Gabrielle of course ignores them to drive to Mexico where her friend Jezel (Finessa Pineda) has located her dad. Upon meeting him, he unceremoniously tells his daughter that he never loved her or her mother and shuts the door in her face. Heartbroken, Jezel takes Gabrielle out for a night on the town. But when a shadowy man slides something into her drink, she wakes up in a grimy hallway, sold into sex slavery.

Yep, she’s been Taken.

The film thrusts Stallone’s Rambo into an unusual position for the character: That of investigator. Much like Liam Neeson trying to track down his kidnapped daughter in Eastern Europe, Detective Rambo moves from lead to lead trying to rescue Gabrielle. But unlike that PG-13 action franchise, Last Blood somehow envisions an even nastier, even more sadistic world. One of the first moments of action involves Rambo finding the man who drugged Gabrielle and with his bare hands snaps the man’s collarbone through his skin. He finds the heads of the trafficking ring, who overpower Rambo — a man in his 70s — and promise him that for this transgression they will make every day of Gabrielle’s life a living hell. And indeed they do, she is repeatedly shot full of heroin, the gang’s mark is carved into her face, and she is raped an indefinite number of times. When Rambo finally reaches her, she dies in the car ride back home — taking with her the last glimmer of light Rambo believed existed in this world.

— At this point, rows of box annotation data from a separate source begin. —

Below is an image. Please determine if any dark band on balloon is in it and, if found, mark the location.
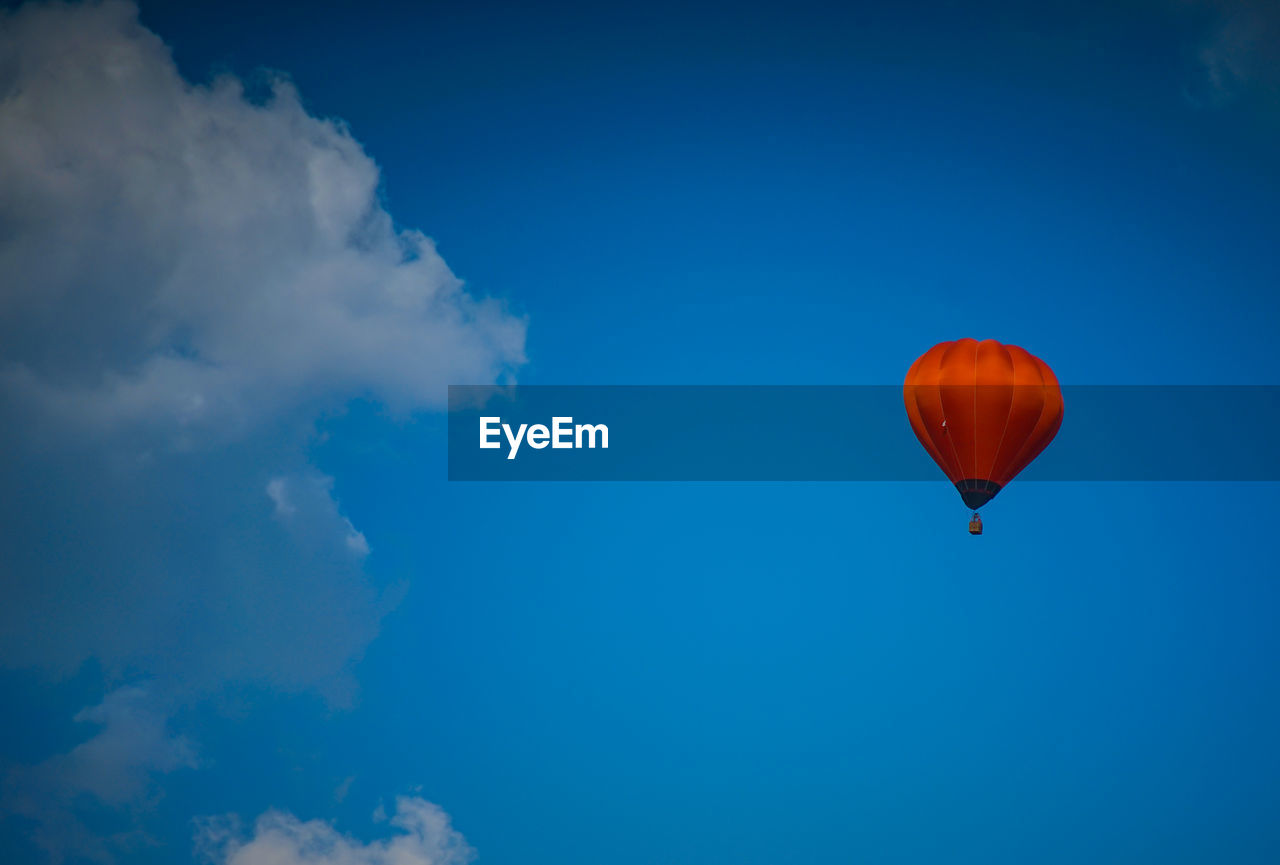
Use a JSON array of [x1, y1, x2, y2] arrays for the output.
[[956, 477, 1000, 511]]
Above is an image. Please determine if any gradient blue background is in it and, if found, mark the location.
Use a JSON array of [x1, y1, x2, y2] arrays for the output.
[[5, 3, 1280, 865]]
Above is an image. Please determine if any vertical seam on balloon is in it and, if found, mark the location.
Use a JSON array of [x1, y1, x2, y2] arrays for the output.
[[970, 343, 982, 479], [938, 348, 964, 480], [987, 345, 1018, 481]]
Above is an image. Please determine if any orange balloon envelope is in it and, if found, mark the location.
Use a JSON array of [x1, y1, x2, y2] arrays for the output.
[[902, 339, 1062, 511]]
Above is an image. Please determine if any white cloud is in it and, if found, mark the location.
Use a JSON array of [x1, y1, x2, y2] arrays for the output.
[[0, 0, 525, 865], [196, 796, 475, 865], [0, 0, 525, 444], [1199, 0, 1280, 105], [0, 686, 197, 862], [266, 472, 369, 558]]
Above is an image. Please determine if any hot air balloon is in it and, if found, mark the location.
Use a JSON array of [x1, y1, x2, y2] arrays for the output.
[[902, 339, 1062, 535]]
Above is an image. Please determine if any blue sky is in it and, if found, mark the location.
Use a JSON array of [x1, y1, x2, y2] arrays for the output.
[[0, 3, 1280, 865]]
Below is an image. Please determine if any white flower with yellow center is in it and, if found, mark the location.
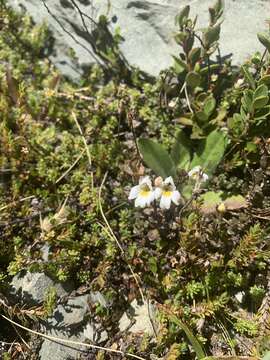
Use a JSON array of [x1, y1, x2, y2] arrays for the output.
[[188, 165, 208, 182], [128, 176, 155, 207], [155, 176, 181, 209]]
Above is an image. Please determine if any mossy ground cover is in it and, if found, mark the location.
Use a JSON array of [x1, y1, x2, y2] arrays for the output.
[[0, 1, 270, 360]]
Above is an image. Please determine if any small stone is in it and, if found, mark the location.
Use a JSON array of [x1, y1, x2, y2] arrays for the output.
[[10, 271, 72, 305]]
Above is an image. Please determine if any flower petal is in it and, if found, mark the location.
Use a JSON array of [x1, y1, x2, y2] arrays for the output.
[[202, 173, 209, 181], [139, 175, 152, 190], [172, 190, 181, 205], [128, 185, 140, 200], [188, 165, 202, 177], [145, 191, 155, 206], [135, 196, 147, 207], [154, 187, 162, 200], [159, 196, 172, 209], [164, 176, 175, 190]]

Last Blood is a nasty, unforgiving film. And one full of the inconsistencies, inherent bigotries, and fear of our fellow man that modern reactionary politics thrives upon. If Reagan transformed Rocky Balboa from a noble loser into a symbol for American Excellence by winning the Cold War in the boxing ring, then Trump has turned Rambo from a Vietnam revenge fantasy into a walking husk of America’s most innate paranoid prejudices.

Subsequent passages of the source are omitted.